Estos días que ahora de repente se hacen más largos, con más luz; son una burla de los que ostentan el poder sobre los visibles.
Son días más penosos, días de una luz forzada, impuesta. Amarga como la hiel que brota del hígado de la niña muerta.
Me han contaminado el tiempo, yo que no estoy sujeto a nada ni a nadie, un funcionario mediocre ha conseguido colmatarme de ira.

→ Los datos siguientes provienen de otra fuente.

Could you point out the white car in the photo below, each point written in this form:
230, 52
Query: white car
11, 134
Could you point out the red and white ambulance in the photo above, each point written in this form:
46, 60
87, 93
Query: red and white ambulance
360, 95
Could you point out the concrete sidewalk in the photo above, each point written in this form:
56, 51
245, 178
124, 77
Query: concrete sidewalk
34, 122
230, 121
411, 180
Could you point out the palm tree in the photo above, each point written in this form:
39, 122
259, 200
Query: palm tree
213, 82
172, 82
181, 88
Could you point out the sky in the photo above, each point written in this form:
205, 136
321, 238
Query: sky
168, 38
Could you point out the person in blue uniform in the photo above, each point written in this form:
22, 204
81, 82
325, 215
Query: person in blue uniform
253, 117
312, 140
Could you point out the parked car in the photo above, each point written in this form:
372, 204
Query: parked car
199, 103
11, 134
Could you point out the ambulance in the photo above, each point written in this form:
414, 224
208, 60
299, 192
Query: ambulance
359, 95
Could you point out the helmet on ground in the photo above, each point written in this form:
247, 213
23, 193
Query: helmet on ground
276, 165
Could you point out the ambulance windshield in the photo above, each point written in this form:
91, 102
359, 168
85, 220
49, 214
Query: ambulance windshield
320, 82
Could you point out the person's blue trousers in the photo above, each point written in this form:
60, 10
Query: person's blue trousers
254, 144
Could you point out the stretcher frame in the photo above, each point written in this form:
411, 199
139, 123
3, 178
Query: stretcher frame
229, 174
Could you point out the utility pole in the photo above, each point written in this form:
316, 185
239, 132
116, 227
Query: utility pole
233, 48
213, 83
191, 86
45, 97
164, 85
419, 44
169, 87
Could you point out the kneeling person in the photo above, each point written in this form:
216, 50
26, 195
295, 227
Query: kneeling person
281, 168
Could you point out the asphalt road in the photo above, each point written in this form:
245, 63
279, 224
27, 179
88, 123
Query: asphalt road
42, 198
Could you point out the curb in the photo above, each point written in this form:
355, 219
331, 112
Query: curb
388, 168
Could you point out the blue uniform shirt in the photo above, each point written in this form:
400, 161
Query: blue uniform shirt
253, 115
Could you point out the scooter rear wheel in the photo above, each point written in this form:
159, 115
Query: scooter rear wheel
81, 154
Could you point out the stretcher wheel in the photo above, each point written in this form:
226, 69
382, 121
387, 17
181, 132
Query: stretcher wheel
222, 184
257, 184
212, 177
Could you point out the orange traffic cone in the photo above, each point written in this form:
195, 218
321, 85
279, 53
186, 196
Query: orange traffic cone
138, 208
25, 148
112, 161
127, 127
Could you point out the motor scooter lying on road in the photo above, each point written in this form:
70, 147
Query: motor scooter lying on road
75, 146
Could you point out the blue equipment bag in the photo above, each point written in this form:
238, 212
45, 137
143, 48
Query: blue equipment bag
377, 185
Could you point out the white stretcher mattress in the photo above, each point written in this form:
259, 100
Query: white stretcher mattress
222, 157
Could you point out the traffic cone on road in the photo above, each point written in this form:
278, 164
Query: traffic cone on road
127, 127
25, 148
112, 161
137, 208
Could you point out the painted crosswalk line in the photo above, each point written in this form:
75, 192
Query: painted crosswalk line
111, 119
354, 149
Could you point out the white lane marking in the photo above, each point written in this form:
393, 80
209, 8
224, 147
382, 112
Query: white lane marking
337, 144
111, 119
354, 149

Ha intentado adulterar mi ciclo vital, mis biorritmos.
Ahora pagarán.
Para los visibles, para gran parte de ellos no tiene importancia; pero para mí, es una violación flagrante de mi libertad. De mi vida.
De mi invisible vida.
Odio cuando esos seres retorcidos deciden adelantar o atrasar la hora del día, como si fueran brujos vividores en una aldea donde han de trabajar para ellos.
No tengo párpados, son tan invisibles como mi polla y cuanta más luz, más tormento. Tampoco es un gran tormento; pero para un ser superior como yo es humillante que un mierdoso representante de un gobierno me moleste. Estas cosas no debieran ocurrir.
No es por una enfermedad mental por la que busque descanso y relajación en tanatorios y morgues. Soy un hombre invisible con costumbres de vampiro.
Soy un hombre invisible al que no le gusta ni soporta que ningún ser inferior intente dominar su tiempo, y el tiempo es luz y movimiento.
No me gustan los cocainómanos con alucinaciones de divinidad.
Ahora estoy en la oscuridad de la casa grande y silenciosa del delegado del ministerio de industria y energía.
A él le suda la polla joder el tiempo y el día, ya que es su placer. Como ha sido mi placer violar a sus dos hijas en el piso inferior. La menor, la de catorce años, está muerta; no callaba ni debajo del agua. Su cabeza pende de un cuello roto y de su ano rasgado mana la sangre.
El primer día de atraso o adelanto horario siempre es especialmente duro para mí, ergo para los demás.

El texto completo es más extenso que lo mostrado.